Zooming into the self-attention section, these are the major processes.
There are three key parameters introduced in this concept—query, key and value. To avoid confusion, I will use Q, K and V to reference them.
These vectors are calculated from the word embedding. Another way to understand this process is the input embedding is translated into three different versions of itself, from embedding space to Q, K and V subspace.
This is done by projecting the input to three different sets of weights, i.e. Query weight, Key weight and Value weight. All weights act as a projection medium which is trainable.
Each word in the sequence will have their query, key and value.
Image Source: jalammar.github.io
One thing to note is all three values mean nothing. They are just mathematical representations of the input word in different vector subspace which can be used for calculations. That’s it.
Up to here, the input embedding has been projected to Q, K and V subspaces. In this process, Q and K are used for calculating the attention score.
Let’s say we want to encode eat
from the sentence They eat fried noodles
, after process 1, all input words will have Q, K and V as below.
Note: Starting from here, all examples are referring to the process of one word only. In a real application, every word will have to go through these steps.

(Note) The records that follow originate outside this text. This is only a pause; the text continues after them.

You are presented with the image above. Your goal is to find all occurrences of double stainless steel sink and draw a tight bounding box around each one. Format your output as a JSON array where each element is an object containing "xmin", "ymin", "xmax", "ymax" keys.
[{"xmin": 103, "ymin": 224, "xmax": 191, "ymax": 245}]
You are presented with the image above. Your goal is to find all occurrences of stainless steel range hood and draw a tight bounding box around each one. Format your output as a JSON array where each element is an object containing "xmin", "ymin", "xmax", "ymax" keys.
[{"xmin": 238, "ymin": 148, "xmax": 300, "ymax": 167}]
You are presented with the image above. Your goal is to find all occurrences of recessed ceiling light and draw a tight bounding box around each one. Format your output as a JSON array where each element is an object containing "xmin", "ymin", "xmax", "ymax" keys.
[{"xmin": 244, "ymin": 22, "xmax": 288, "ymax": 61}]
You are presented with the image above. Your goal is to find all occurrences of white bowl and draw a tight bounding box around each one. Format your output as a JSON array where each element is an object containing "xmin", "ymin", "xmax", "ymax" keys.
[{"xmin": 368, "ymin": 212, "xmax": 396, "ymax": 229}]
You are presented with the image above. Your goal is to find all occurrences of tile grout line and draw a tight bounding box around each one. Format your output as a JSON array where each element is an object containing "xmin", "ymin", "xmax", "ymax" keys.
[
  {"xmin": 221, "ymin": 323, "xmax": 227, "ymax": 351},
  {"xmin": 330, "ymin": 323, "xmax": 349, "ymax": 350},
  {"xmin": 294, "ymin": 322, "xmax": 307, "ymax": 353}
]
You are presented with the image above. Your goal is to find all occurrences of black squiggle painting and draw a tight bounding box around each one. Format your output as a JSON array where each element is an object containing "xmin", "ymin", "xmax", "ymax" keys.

In process 2, the scores are calculated by performing dot products of Q of eat
with transposed K of every word in the sequence, including itself. The result for a single word is a vector of size (1, 4) which holds the value of every dot product result.
The size (1, 4) is used as an example in this post for simplicity. (1, 4) means a word has 4 embedding length(or features).
Then, every score is divided by 8. According to this source, “This leads to having more stable gradients” source.
score = [32, 88, 56, 72]
after divide by 8
score = [4, 11, 7, 9]
The attention score is calculated by applying the softmax function to all values in the vector.
This will adjust the scores so that the total will add up to 1.
Softmax result
softmax_score = [0.0008, 0.87, 0.015, 0.011]
The attention scores indicate the importance of the word in the context of word being encoded, which is eat
. Higher value, higher importance.
The last process is to produce the output vector. Up to here, we have the attention score and V.
Here, the softmax scores are multiplied to their respective V. Then, the values are added together to produce the output vector.
For example, to produce value for eat
with respect to they
the calculation is
softmax score: 0.0008
V for "they" = [V11 V12 V13 V14]
The Multiplication values, X are:
X = [X11 X12 X13 X14]
X = [0.0008(V11) 0.0008(V12) 0.0008(V13) 0.0008(V14)]
The green box is the output vector of self-attention section. This is the value that is passed to the next part of the block.
Before we go to the multi-head, let us understand the transformation of matrixes by observing the dimension at every process. I am using the dimensions from the transformer model.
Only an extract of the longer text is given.